Course Architect: Tom Fazio
Year Opened: 1988
Location: Rocky Face, Georgia
Slope: 146. Rating: 74.8
Par: 72
Yardage: 7,012
Hole-by-Hole: 1 - Par 4 361 Yds    10 - Par 4 388 Yds
                      2 - Par 5 601 Yds    11 - Par 3 153 Yds
                      3 - Par 4 445 Yds    12 - Par 5 498 Yds
                      4 - Par 4 459 Yds    13 - Par 3 169 Yds
                      5 - Par 3 167 Yds    14 - Par 4 442 Yds
                      6 - Par 4 403 Yds    15 - Par 5 518 Yds
                      7 - Par 4 354 Yds    16 - Par 4 367 Yds
                      8 - Par 3 243 Yds    17 - Par 4 461 Yds
                      9 - Par 5 566 Yds    18 - Par 4 417 Yds
                      Par 36  3,599 Yds     Par 36  3,413 Yds

Key Events Held: Carpet Capital Collegiate Tournament (1989-present),
                 USGA Senior Amateur Championship (2005),
                 Georgia Senior Amateur (1997),
                 Georgia Women's Amateur (1995),
                 Southern Amateur (1993),
                 Georgia Amateur (1990).

Awards Won: Ranked #9 by Golf Digest - Best-in-State rankings (GA) (2007-08),
            #12 by Golf Digest - Best-in-State rankings (GA) (2005-06),
            #79 by Golfweek Magazine - Best Top 100 Modern Courses (2005),
            #89 by Golfweek Magazine - Best Top 100 Modern Courses (2004),
            Certified Audubon Cooperative Sanctuary.

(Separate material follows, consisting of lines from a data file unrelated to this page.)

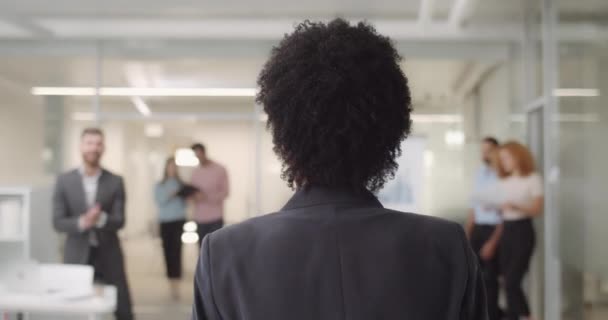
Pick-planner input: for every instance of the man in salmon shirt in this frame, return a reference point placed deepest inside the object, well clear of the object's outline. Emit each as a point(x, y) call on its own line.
point(211, 179)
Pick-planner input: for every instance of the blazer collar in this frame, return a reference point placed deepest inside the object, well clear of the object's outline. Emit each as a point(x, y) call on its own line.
point(314, 196)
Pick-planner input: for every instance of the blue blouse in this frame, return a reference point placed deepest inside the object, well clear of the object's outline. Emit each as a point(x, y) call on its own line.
point(170, 207)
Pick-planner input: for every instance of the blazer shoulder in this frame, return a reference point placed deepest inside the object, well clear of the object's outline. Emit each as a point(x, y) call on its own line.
point(112, 175)
point(245, 228)
point(67, 174)
point(424, 220)
point(445, 233)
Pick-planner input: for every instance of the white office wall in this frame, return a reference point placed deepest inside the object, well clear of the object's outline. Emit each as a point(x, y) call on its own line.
point(21, 142)
point(495, 99)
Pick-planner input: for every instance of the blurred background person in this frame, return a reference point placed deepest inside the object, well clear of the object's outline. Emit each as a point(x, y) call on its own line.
point(484, 224)
point(172, 217)
point(522, 189)
point(89, 205)
point(338, 107)
point(211, 180)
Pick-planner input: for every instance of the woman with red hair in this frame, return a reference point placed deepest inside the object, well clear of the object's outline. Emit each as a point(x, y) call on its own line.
point(522, 195)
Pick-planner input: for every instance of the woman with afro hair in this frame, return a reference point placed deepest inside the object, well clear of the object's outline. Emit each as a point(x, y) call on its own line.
point(338, 107)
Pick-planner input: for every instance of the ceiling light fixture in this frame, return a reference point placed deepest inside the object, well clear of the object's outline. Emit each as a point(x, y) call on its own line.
point(141, 106)
point(144, 92)
point(576, 92)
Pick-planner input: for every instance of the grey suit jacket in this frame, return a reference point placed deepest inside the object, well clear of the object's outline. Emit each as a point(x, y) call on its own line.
point(333, 254)
point(69, 203)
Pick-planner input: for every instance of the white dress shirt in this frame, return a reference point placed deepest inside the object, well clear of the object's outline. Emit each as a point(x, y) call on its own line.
point(90, 184)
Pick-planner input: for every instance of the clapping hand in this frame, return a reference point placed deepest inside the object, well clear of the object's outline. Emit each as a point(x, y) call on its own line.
point(508, 207)
point(89, 218)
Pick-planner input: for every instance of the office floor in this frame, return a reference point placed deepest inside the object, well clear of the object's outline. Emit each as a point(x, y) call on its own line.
point(149, 286)
point(150, 289)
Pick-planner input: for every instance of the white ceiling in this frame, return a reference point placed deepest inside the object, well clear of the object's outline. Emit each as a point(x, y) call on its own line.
point(224, 8)
point(432, 81)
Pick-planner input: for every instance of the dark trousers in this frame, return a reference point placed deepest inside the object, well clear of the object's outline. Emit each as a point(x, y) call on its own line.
point(116, 277)
point(206, 228)
point(171, 236)
point(516, 247)
point(480, 235)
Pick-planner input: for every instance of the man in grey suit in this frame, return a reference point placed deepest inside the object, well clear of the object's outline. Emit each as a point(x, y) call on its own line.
point(89, 206)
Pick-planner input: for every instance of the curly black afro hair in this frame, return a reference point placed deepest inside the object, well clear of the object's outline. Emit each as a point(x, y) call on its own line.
point(338, 105)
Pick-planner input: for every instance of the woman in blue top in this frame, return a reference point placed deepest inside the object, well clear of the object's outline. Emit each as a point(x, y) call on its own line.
point(172, 216)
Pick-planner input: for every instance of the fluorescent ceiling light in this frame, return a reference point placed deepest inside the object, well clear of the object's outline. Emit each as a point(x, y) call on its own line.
point(144, 92)
point(576, 92)
point(83, 116)
point(154, 130)
point(190, 226)
point(437, 118)
point(562, 117)
point(185, 157)
point(141, 106)
point(454, 138)
point(190, 237)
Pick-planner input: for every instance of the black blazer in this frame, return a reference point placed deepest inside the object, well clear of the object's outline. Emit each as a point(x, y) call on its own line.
point(331, 254)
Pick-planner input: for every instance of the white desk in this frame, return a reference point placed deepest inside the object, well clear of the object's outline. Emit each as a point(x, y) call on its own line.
point(93, 307)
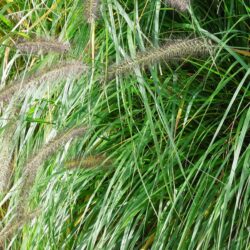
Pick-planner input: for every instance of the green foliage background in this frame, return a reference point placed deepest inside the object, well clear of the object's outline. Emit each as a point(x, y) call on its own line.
point(177, 136)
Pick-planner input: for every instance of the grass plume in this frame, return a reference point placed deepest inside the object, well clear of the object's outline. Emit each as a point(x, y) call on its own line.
point(181, 5)
point(61, 71)
point(42, 46)
point(90, 161)
point(181, 49)
point(18, 223)
point(91, 10)
point(32, 166)
point(6, 152)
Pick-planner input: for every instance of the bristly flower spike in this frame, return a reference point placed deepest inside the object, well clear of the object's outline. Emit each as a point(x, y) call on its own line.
point(59, 72)
point(91, 10)
point(181, 5)
point(42, 46)
point(171, 52)
point(35, 162)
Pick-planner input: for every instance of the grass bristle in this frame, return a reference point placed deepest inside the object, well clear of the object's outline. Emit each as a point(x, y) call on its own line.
point(32, 166)
point(179, 50)
point(91, 10)
point(181, 5)
point(6, 151)
point(57, 73)
point(41, 46)
point(18, 223)
point(91, 161)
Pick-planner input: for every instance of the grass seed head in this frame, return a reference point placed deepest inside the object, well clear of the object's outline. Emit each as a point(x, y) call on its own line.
point(6, 152)
point(181, 5)
point(42, 46)
point(90, 161)
point(91, 10)
point(171, 52)
point(32, 166)
point(59, 72)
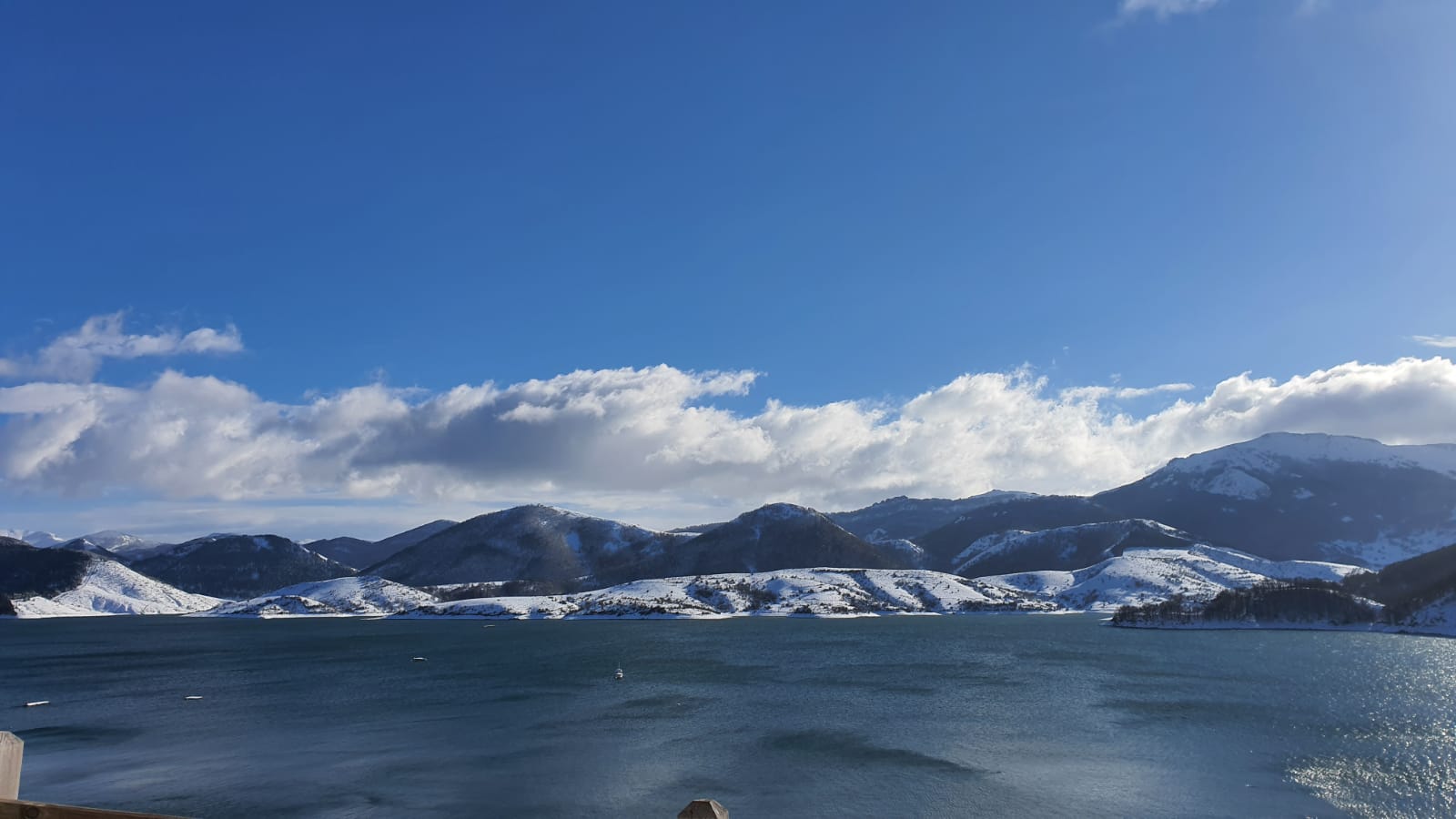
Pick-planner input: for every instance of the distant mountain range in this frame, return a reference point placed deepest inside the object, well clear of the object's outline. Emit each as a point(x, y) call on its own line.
point(1278, 499)
point(239, 566)
point(69, 581)
point(359, 554)
point(1416, 595)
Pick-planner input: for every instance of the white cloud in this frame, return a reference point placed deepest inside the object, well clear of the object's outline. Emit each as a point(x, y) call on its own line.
point(647, 445)
point(1164, 9)
point(79, 354)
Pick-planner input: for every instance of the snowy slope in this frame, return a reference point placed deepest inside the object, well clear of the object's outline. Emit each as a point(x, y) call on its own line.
point(344, 595)
point(1149, 576)
point(1063, 547)
point(1270, 452)
point(38, 540)
point(1305, 497)
point(111, 588)
point(784, 592)
point(123, 544)
point(1434, 618)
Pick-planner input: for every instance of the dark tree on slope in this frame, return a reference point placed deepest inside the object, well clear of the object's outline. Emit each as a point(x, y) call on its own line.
point(28, 571)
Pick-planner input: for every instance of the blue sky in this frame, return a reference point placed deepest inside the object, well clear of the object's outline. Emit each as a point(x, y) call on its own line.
point(856, 203)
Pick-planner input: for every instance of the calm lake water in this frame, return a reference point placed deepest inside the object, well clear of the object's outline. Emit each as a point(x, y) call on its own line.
point(909, 716)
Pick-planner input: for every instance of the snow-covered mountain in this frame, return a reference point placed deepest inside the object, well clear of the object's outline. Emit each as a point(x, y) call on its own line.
point(339, 596)
point(906, 518)
point(359, 554)
point(1150, 576)
point(1305, 497)
point(541, 544)
point(121, 544)
point(784, 592)
point(70, 583)
point(1018, 513)
point(1065, 547)
point(38, 540)
point(779, 535)
point(239, 566)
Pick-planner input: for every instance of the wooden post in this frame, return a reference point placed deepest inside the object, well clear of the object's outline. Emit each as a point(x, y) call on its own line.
point(703, 809)
point(11, 749)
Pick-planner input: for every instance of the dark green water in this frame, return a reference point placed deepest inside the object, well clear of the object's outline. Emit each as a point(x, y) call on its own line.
point(912, 716)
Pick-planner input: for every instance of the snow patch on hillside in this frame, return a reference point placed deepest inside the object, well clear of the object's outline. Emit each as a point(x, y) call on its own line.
point(342, 595)
point(823, 592)
point(113, 589)
point(1150, 576)
point(1264, 453)
point(1390, 547)
point(1237, 484)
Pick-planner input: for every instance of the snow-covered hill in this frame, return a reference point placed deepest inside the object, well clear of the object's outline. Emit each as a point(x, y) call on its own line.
point(109, 588)
point(239, 566)
point(38, 540)
point(785, 592)
point(128, 547)
point(339, 596)
point(1149, 576)
point(907, 518)
point(1065, 547)
point(1305, 497)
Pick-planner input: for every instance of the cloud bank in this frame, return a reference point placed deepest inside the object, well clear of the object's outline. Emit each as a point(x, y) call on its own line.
point(1164, 9)
point(650, 439)
point(77, 356)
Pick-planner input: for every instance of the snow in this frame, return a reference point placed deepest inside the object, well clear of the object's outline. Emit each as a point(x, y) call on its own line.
point(1237, 484)
point(1149, 576)
point(121, 542)
point(823, 592)
point(38, 540)
point(341, 595)
point(1434, 618)
point(1388, 547)
point(1264, 453)
point(109, 588)
point(1014, 540)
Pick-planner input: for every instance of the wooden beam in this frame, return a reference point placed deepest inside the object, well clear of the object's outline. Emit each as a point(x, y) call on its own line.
point(16, 809)
point(703, 809)
point(11, 753)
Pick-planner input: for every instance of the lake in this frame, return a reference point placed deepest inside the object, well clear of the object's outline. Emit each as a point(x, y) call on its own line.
point(897, 716)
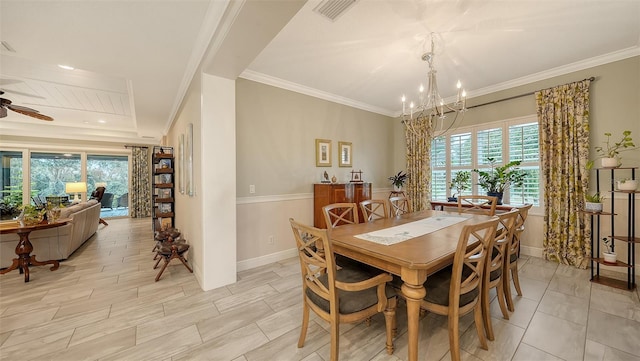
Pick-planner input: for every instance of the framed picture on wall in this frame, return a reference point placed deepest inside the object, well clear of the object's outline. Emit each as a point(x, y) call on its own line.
point(345, 154)
point(323, 153)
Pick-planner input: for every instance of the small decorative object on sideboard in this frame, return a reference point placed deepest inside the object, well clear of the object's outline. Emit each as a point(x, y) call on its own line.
point(398, 180)
point(627, 185)
point(609, 255)
point(593, 202)
point(609, 152)
point(356, 176)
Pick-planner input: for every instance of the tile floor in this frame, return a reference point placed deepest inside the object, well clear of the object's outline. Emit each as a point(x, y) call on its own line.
point(103, 304)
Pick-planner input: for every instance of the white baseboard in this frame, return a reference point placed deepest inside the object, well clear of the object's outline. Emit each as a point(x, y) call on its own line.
point(266, 259)
point(531, 251)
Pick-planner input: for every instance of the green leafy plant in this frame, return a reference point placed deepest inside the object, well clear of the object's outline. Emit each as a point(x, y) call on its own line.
point(499, 178)
point(594, 198)
point(399, 179)
point(460, 182)
point(613, 149)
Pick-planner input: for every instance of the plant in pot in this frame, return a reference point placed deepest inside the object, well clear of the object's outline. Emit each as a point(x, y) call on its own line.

HISTORY:  Tom Fazio  has designed hundreds of courses around the United States
and  the world. In fact, he has 13 venues rated in the latest rankings by Golf
Digest  among America's  100 Greatest  Golf Courses.  Wade Hampton  Golf Club,
Victoria  National and  the incomparable  Shadow Creek  are just  some of  the
marvels that Fazio has crafted.

In  1988, Fazio  completed work on a Georgia "Peach," located north of Atlanta
and  south  of Chattanooga, Tennessee.  The Farm Golf  Club is situated in the
hills of a little town called Rocky Face, just due west of the "Carpet Capital
of  the World," Dalton,  Georgia. The Farm was the first course built by Fazio
in the state.

History buffs are certainly more familiar with the area than golf enthusiasts,
as  The Battle  of Rocky Face took  place in 1864 led by Union General William
Tecumseh  Sherman. Although  cries that  the "South  will rise  again" can  be
heard,  the  main talk around town  is about the sensational course that Fazio

The  Carpet Capital  Collegiate Tournament has been held at The Farm since its
inception  in 1989.  Past team champions include six-time winner Georgia Tech,
four-time champion Clemson and two-time victors Florida and Georgia. Even more
impressive  is the  list of  medalists at  this tournament.  PGA Tour  players
Stewart Cink, Tim Clark, Lucas Glover, D.J. Trahan, Bryce Molder and Bill Haas
have all earned individual honors.

In  1990, the  Georgia Amateur  was held  at The  Farm Golf  Club and  current
Champions  Tour  and  two-time  U.S.  Senior Open  champion  Allen  Doyle  was
victorious. Doyle was a six-time Georgia State Amateur Champion, capturing his
last at The Farm.

Justin  Leonard, who  played  his college  golf at  the  University of  Texas,
captured  the 1993 Southern Amateur at The Farm, the same year he was a member
of the Walker Cup team.

The Farm Golf Club has also served as the site of USGA qualifying for the U.S.
Women's  Open, and  in 2005 the USGA Senior Amateur Championship came to Rocky
Face. The final was between defending champion Mark Bemowski and Mike Rice.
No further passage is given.